Surprisingly I don't see an explicit mention of this grammar rule that a numeric literal must start with a decimal digit. It's mentioned indirectly in the section you linked, a hex number prefixed with a $ sign must have a digit after the $ rather than a letter, but they fail to say "must still" to even imply that that's always required.
Earlier, in 3.1, they say that identifiers must start with letters, but don't say that only identifiers can start with letters. (Because that's not true, so can register names and instruction mnemonics. But not numeric literals.)
This might be one of those things that's so "obviously" and well-known to be true (to the developers / manual authors) that they forgot to write it down explicitly in the manual anywhere.
The hex examples do show it, though, including 0c8h
but no c8h
. They do show examples in other bases where the leading zero isn't required.
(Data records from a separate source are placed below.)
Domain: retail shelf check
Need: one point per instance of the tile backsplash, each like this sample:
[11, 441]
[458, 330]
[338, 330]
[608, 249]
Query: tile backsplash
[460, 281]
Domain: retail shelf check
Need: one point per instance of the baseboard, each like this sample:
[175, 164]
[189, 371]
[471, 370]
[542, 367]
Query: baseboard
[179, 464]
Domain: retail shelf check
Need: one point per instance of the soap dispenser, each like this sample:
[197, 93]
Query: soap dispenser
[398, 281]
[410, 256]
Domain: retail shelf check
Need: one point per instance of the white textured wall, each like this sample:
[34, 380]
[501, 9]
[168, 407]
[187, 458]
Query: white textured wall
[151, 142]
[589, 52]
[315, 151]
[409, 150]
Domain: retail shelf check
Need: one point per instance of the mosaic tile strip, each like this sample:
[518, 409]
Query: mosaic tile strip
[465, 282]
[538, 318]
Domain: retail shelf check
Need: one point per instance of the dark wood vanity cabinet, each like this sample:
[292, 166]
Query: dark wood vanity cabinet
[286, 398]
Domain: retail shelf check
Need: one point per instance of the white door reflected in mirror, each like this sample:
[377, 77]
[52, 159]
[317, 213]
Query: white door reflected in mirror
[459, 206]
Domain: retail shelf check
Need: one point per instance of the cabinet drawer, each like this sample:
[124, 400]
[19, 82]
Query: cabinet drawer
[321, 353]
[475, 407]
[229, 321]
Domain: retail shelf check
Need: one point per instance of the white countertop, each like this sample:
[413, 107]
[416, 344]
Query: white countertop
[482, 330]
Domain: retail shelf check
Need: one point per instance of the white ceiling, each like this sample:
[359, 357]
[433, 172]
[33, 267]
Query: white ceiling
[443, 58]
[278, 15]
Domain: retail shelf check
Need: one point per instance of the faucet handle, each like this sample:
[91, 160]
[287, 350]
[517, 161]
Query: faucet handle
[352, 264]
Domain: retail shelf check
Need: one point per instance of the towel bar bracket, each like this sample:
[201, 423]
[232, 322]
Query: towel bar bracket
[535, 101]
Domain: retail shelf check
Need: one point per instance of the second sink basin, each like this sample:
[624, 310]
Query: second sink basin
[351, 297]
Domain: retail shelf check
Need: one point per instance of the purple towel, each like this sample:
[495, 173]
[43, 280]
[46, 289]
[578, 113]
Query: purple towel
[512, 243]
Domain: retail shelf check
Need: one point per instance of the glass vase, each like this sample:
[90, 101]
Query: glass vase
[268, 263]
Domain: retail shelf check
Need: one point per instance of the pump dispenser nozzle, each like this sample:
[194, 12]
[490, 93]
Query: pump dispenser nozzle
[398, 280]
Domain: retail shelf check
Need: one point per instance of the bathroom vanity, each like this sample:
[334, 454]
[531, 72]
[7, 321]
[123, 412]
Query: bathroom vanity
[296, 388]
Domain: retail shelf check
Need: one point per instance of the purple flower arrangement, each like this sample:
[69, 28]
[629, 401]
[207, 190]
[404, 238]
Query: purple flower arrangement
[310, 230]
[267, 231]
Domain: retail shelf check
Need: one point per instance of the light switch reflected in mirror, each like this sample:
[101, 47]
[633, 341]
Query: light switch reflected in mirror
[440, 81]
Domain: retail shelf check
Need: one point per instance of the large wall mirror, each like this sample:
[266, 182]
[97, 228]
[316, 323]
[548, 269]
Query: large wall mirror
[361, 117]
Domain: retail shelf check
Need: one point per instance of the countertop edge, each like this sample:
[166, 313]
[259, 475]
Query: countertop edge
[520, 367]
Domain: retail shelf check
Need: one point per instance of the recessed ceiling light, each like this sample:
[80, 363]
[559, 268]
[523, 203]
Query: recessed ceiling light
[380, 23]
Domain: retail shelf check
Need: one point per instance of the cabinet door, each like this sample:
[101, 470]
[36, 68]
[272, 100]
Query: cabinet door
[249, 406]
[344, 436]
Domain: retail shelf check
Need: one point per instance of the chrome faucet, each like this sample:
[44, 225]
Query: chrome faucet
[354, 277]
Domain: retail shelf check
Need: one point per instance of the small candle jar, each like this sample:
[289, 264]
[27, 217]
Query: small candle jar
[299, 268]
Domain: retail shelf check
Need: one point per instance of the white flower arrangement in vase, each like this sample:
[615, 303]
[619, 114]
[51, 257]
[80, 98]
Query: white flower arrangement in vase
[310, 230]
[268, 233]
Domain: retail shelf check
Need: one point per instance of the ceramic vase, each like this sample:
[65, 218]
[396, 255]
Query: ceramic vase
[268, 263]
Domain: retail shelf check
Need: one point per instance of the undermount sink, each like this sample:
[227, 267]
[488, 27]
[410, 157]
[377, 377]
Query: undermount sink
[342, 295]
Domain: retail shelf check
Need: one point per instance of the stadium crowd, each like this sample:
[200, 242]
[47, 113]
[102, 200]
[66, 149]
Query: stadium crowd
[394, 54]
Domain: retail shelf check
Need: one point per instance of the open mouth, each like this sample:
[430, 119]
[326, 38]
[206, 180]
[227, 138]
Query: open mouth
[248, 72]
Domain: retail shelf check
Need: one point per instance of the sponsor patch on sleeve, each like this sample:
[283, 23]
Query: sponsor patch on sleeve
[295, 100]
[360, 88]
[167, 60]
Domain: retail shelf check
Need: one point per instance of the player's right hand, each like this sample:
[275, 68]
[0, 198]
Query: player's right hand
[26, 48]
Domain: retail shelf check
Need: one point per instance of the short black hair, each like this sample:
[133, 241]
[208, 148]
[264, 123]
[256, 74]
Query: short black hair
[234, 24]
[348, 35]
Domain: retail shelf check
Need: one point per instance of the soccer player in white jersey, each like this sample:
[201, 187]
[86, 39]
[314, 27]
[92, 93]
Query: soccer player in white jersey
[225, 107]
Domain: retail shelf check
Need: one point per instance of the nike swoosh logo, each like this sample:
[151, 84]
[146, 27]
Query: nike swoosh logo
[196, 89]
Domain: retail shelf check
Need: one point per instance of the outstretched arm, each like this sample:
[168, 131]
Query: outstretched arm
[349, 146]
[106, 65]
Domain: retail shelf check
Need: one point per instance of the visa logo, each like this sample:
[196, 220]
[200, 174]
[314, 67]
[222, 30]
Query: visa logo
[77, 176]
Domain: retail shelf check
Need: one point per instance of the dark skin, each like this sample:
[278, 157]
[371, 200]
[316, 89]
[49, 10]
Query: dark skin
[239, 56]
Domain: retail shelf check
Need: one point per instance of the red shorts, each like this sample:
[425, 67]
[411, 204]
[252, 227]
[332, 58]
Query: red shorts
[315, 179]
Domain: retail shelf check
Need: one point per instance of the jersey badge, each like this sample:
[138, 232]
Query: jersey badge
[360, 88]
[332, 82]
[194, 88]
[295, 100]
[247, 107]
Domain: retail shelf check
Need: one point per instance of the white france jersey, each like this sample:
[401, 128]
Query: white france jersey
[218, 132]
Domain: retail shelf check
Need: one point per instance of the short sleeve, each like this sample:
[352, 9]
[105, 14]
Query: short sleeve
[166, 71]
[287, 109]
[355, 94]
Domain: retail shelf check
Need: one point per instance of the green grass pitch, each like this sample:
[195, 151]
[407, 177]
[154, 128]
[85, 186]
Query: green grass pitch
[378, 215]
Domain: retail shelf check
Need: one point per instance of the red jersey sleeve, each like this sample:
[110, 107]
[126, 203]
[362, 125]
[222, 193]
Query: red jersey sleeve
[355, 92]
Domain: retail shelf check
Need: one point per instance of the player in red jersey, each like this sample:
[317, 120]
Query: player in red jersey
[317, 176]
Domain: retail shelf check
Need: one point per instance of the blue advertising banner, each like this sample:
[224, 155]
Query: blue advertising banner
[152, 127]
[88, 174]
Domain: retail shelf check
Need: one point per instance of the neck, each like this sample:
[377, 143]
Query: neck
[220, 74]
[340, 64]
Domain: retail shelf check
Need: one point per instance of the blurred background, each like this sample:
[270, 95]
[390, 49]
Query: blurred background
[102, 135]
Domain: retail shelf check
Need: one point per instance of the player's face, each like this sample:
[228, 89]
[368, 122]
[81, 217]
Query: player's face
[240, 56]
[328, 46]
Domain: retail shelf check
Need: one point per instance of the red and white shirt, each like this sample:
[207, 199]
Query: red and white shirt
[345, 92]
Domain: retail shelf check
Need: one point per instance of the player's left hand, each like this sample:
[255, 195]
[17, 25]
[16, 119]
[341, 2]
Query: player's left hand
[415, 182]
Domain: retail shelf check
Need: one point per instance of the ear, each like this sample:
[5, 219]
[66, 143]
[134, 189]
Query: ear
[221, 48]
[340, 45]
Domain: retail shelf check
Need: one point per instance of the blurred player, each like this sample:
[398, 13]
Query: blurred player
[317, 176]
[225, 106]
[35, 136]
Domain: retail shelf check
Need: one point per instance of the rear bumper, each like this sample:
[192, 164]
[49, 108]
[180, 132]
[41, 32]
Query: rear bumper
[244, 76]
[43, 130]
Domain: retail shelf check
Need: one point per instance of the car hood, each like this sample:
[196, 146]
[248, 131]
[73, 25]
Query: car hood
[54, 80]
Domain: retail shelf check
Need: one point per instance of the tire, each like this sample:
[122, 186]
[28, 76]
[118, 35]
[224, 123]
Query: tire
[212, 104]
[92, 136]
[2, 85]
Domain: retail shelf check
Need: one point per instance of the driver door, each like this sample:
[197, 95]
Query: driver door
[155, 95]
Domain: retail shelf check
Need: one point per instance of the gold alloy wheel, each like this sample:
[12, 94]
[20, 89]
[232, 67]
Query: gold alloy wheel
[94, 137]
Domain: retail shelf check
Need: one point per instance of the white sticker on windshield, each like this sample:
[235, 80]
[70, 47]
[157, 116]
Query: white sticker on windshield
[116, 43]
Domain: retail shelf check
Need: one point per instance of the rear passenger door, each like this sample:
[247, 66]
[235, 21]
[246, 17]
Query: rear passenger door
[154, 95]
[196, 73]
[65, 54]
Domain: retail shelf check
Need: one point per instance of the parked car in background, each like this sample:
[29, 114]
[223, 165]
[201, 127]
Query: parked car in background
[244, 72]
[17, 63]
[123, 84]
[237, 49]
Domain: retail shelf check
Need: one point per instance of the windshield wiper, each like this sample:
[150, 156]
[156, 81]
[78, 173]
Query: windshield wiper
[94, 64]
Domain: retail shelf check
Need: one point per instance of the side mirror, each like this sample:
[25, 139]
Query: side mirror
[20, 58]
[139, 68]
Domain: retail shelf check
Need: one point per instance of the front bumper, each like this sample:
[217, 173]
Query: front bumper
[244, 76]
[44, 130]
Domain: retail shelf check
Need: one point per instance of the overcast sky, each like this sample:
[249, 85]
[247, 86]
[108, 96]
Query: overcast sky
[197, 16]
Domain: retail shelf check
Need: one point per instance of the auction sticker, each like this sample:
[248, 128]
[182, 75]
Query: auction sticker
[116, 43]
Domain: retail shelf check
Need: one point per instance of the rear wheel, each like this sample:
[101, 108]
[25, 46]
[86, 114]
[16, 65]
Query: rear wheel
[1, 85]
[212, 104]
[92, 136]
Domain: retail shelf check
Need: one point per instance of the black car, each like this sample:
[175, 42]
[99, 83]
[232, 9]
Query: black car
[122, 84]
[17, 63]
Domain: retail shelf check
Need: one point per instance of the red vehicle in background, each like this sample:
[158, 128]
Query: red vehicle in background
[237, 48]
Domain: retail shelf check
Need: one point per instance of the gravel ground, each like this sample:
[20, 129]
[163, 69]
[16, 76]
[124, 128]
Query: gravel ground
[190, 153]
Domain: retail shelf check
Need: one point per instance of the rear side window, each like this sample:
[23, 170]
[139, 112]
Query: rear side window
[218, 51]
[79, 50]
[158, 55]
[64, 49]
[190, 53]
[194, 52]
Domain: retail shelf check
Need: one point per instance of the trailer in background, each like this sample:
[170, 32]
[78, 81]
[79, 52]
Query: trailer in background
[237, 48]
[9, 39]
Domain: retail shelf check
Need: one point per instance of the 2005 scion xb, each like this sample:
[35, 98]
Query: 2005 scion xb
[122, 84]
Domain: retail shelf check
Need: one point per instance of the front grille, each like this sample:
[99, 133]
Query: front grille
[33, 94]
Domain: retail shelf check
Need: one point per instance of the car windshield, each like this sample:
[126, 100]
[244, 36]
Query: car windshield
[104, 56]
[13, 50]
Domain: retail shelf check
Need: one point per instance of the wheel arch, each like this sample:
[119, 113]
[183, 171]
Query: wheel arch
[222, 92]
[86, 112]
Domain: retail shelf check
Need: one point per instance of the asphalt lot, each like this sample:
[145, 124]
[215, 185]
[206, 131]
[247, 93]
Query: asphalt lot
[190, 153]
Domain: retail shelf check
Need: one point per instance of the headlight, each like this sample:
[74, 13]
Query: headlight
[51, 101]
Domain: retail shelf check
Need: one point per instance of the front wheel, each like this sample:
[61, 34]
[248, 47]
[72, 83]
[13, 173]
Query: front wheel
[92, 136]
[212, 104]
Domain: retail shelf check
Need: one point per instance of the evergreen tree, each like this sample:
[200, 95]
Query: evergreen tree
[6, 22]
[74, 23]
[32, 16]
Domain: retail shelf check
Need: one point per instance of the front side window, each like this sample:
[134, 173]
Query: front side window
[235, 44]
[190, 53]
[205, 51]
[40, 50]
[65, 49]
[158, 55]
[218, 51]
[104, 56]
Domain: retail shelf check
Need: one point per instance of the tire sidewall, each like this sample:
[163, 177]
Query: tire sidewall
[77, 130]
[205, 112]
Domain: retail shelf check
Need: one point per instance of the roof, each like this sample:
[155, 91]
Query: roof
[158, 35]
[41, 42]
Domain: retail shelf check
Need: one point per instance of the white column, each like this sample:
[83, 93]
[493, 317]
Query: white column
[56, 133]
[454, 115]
Some of the things that make it "obvious" and necessary that tokens starting with an alphabetic character should never be parsed as numeric literals:
AH through DH are register names, so must not get parsed as numbers. It would be very weird if EH
was a numeric literal but DH
wasn't. (It's normal that register names fit the same pattern as symbol names, not numbers. Unless you're on PowerPC, where GAS syntax just uses bare numbers for both registers and immediates; you have to remember which positions are which by instruction. Or use gcc -mregnames
. But that's an IBM architecture so of course it uses weird conventions, like numbering the bits backwards.)
It would be super weird for abcdefgh
to be a symbol name but abcdefh
to be a numeric literal (because without the g
, it's all valid hex digits and a trailing h.)
You couldn't use English words like each:
as label / symbol names, for the same reason you can't use 1234:
. (I tried; foo.asm:1: error: label or instruction expected at start of line
). That's a valid C identifier, so it would be inconvenient not to be able to use it. $eax
lets you use that as a symbol name, but $1234
in NASM is equivalent to 0x1234
, with $
doing double duty as a hex indicator, so it doesn't make something into a symbol name if the thing uses digits.
And perhaps most importantly, this is how earlier x86 assemblers for DOS worked, ones that NASM cherry-picked the good parts of their syntax from. Like MASM, but also A86 and as86 and stuff like that.
In the early days of NASM, people were switching to NASM from other assemblers and would already know this rule.
(How to represent hex value such as FFFFFFBB in x86 assembly programming? mentions a few other assemblers other than NASM.)
None of this justifies the omission from the manual, merely explains it. A wording tweak to mention this in 3.4.1 would be a good idea.